When does Campaign Monitor Essentials beat Lite?

When your sending pattern outgrows the multiplier. Lite's send allowance was metered at five times your contact count per month at our June 2026 read, which suits a list that gets a few campaigns and light automation. Once you send frequently — multiple newsletters, automated sequences, re-engagement flows — unlimited sends on Essentials stops the per-send arithmetic mattering, and it carries priority support. The trap to avoid is solving a send-limit problem by deleting engaged contacts; compare the upgrade price against your real monthly send volume first, and note annual billing carried a published discount at our read.

Reviewed · Sourced from Campaign Monitor pricing page

Why does email platform pricing matter for chatbot lead capture?

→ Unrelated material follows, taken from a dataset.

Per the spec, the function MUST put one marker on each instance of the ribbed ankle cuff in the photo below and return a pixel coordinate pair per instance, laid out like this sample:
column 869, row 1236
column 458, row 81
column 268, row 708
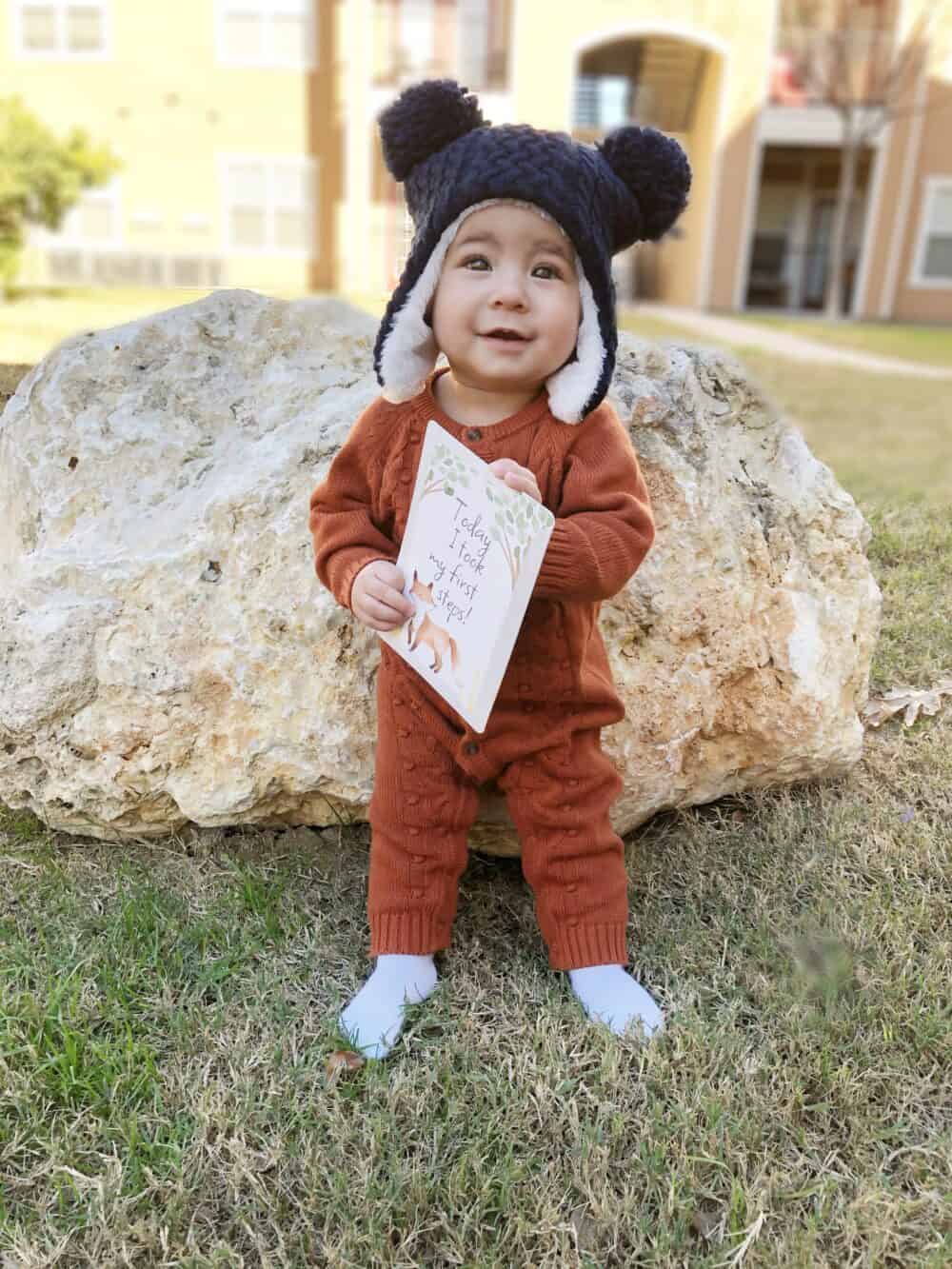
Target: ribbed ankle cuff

Because every lead the chatbot captures becomes a contact or subscriber somewhere, and email platforms meter exactly that. A chatbot that adds a few hundred captured leads a month can push an email plan up a subscriber or contact tier even though sending behavior never changed — the meter is list size, not effort. When you wire chatbot capture into an email tool, size the email plan for where the list will be in six months, check what happens to inactive contacts, and prune unengaged subscribers on a schedule so the capture channel does not quietly inflate the email bill.

Reviewed

What does AWeber pricing actually scale by?

Subscriber count, with a send allowance on top. At our June 2026 read of AWeber's pricing page, Lite started at $12.49/month billed annually and Plus at $19.99/month billed annually at the entry subscriber tier, with the price climbing through published subscriber tiers as the list grows — Lite at 10,000 subscribers listed at $100/month on monthly billing, for example. Both plans also cap monthly email volume as a multiple of subscribers — 10 times your subscriber count on Lite, 12 times on Plus — so the bill is driven by how many people are on the list, not how many campaigns you send. Recheck AWeber's pricing page before buying; these numbers drift.